Tokenizer fulfils the function of tokenizer and preprocessor (with a crooked idea of what such a preprocessor does). It takes input lines and produces the preprocessed text, list of code tokens and list of defined macros. Tokens are represented with single characters which creates a concise and relatively human-readable representation (see “token soup” below) that is subsequently fed to the parser.
Token soup produced by the tokenizer consists of lowercase characters and symbols:
Symbol | Description |
---|---|
a |
Access operator (. , -> , :: , …) |
b |
Binary operator (% , += , < , ## , …) |
c |
Character literal ('a' , '\'' , …) |
e |
Ellipsis (... ) |
i |
Identifier (GtkWidget , enum , …), includes all keywords |
m |
Ambiguous operator (+ , - , * , & ), binary or unary |
n |
Numeric literal (1.0e-7 , 0X3F , …), all kinds |
r |
Increment/decrement operator (++ , -- ) |
s |
String literal ("a" , "\\\"" , …) |
u |
Unary operator (! , ~ ) |
y |
Yagdoc directive (/*< private >*/ , …) |
[](){};,?: |
Direct character, each represents self |
These token-representing characters occur in output, a few more are used internally for preprocessor features such as digraphs or leading parts of multiline tokens.
For instance the code
typedef int (*foo)(const char *a[], /* Anonymous structs like this are not very useful */ struct { long p; double complex q; } b, GtkWidget* (*c)(void*));
gives the following token soup
ii(mi)(iimi[],oi{ii;iii;}i,im(mi)(im));
If comment
/*<private_header>*/
is encountered, the file is considered private and tokenization aborts
(and attribute private_header
is set to True
).
As with all gtk-doc/yagdoc directives, whitespace does not matter. However,
yagdoc ignores also its own directives inside preprocessor-excluded code,
and it ignores directives in mutli-line comments. Therefore
#if 0 /*< private_header >*/ #endif /* <private_header> */
will not make the header private.
Implementation of multiline-comments/preprocessor interaction should be correct. All kinds of crap found for instance in Boost headers is parsed, for instance
# /* # * Copyright J. Random Hacker # */ /* */ # /* */ define /* */ a /* */ b
is the same as
#define a b
Non-tokenizable input causes errors. This means if you do
#ifdef _GENERATE ... awk code to generate some file... #endif
you will get errors, possibly lots of them, which is annoying although
harmless. Shield the non-code from yagdoc by adding !_GENERATE
assumptions (see Tokenizer.assume()
) that will make the
tokenizer skip the block and consequently suppress errors there.

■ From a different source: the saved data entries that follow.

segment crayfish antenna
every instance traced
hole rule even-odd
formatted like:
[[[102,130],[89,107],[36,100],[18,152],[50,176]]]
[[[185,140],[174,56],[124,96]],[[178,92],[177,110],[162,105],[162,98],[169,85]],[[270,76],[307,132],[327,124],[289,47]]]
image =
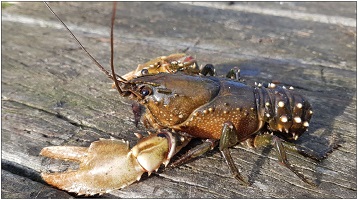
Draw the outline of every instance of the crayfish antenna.
[[[106,70],[93,56],[92,54],[90,54],[87,49],[82,45],[82,43],[77,39],[77,37],[75,36],[75,34],[72,33],[72,31],[67,27],[67,25],[61,20],[61,18],[52,10],[52,8],[50,7],[50,5],[47,2],[44,2],[45,5],[47,6],[47,8],[51,11],[51,13],[53,15],[55,15],[55,17],[58,19],[58,21],[61,22],[61,24],[66,28],[66,30],[71,34],[71,36],[76,40],[77,44],[81,47],[81,49],[87,54],[88,57],[91,58],[91,60],[97,65],[97,67],[108,76],[108,78],[112,79],[115,83],[116,83],[116,87],[118,85],[118,80],[117,77],[119,79],[121,79],[123,82],[127,83],[128,81],[124,78],[122,78],[119,75],[116,75],[113,69],[113,24],[114,24],[114,17],[115,17],[115,7],[116,7],[116,3],[114,2],[114,6],[113,6],[113,16],[112,16],[112,27],[111,27],[111,67],[112,67],[112,73],[110,73],[108,70]],[[119,93],[123,93],[122,90],[119,88],[119,85],[117,87],[117,90],[119,91]]]
[[[113,48],[113,29],[114,29],[114,20],[116,18],[116,7],[117,7],[117,2],[113,2],[113,10],[112,10],[112,20],[111,20],[111,70],[112,70],[112,77],[113,77],[113,81],[114,84],[116,85],[116,88],[118,90],[118,92],[120,94],[123,93],[123,91],[121,90],[121,88],[119,87],[118,84],[118,80],[117,77],[120,78],[122,81],[124,81],[125,83],[127,83],[128,81],[124,78],[122,78],[121,76],[117,76],[115,71],[114,71],[114,59],[113,59],[113,54],[114,54],[114,48]]]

More precisely, tokenization errors are suppressed in code skipped due to
conditionals and inside #error
and #warning
. So
this will pass silently:
#error Don't do this!
but this will be awarded with an error:
#ifdef __GNUC__ ... #elif defined(_MSC_VER) ... #else Don't know what to do! #endif
In addition, as the yagdoc preprocessor always takes all branches after
an #elif
, it is not possible to skip the #else
part
with a simple assumption. You are encouraged to use #error
to
induce errors.
Anything tokenizable after #
is accepted and cheerfully
ignored if not recognized:
#}rubbish!{
Non-ASCII characters in identifiers are not recognized ($
is
accepted though). Actually, non-ASCII characters written
\unnnn
or \Unnnnnnnn
are
not recognized anywhere. I have yet to see them used in public headers. In
string literals, this is probably good as they should appear in this expanded
form in the documentation too.
Implementation: can be done on demand, requires to start caring about character sets.

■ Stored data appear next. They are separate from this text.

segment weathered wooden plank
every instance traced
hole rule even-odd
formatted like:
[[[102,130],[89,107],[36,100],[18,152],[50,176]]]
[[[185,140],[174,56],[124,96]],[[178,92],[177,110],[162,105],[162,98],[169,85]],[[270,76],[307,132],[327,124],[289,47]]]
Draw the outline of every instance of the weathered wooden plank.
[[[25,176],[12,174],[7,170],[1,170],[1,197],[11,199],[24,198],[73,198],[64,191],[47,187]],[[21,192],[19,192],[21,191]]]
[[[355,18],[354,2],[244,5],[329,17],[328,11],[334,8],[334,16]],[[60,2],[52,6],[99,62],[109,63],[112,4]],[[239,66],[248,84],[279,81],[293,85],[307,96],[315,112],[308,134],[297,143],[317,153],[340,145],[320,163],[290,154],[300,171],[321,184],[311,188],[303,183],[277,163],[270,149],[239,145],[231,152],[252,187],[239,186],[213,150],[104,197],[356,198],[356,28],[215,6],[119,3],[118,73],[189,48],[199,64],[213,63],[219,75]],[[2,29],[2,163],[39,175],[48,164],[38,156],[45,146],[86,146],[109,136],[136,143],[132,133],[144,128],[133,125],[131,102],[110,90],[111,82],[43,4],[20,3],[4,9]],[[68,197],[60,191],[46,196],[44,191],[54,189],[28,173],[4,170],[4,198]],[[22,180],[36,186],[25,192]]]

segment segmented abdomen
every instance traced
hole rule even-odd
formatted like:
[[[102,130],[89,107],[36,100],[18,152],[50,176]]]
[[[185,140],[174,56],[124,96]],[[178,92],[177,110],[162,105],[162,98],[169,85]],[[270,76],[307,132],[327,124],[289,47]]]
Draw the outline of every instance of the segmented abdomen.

Long character literal are recognized (up to four bytes), wide character literal are not. Character constant
L'a'
forms two tokens, identifier L
and character literal
'a'
that are then likely rejected by the parser (though not
necessarily, as macro bodies, compound initializers and function bodies are
not examined thoroughly).
Implementation: can be done on demand, not sure whether
it worths it. This area is quite confusing, especially when
__STDC_ISO_10646__
cannot be assumed. And almost everyone uses
UTF-8 instead of wide characters on Unix anyway…
Hexadecimal floating point numbers such as
# define HUGE_VALF (__extension__ 0x1.0p255f)
are not recognized. They are hardly used anywhere beside gcc semi-internal headers.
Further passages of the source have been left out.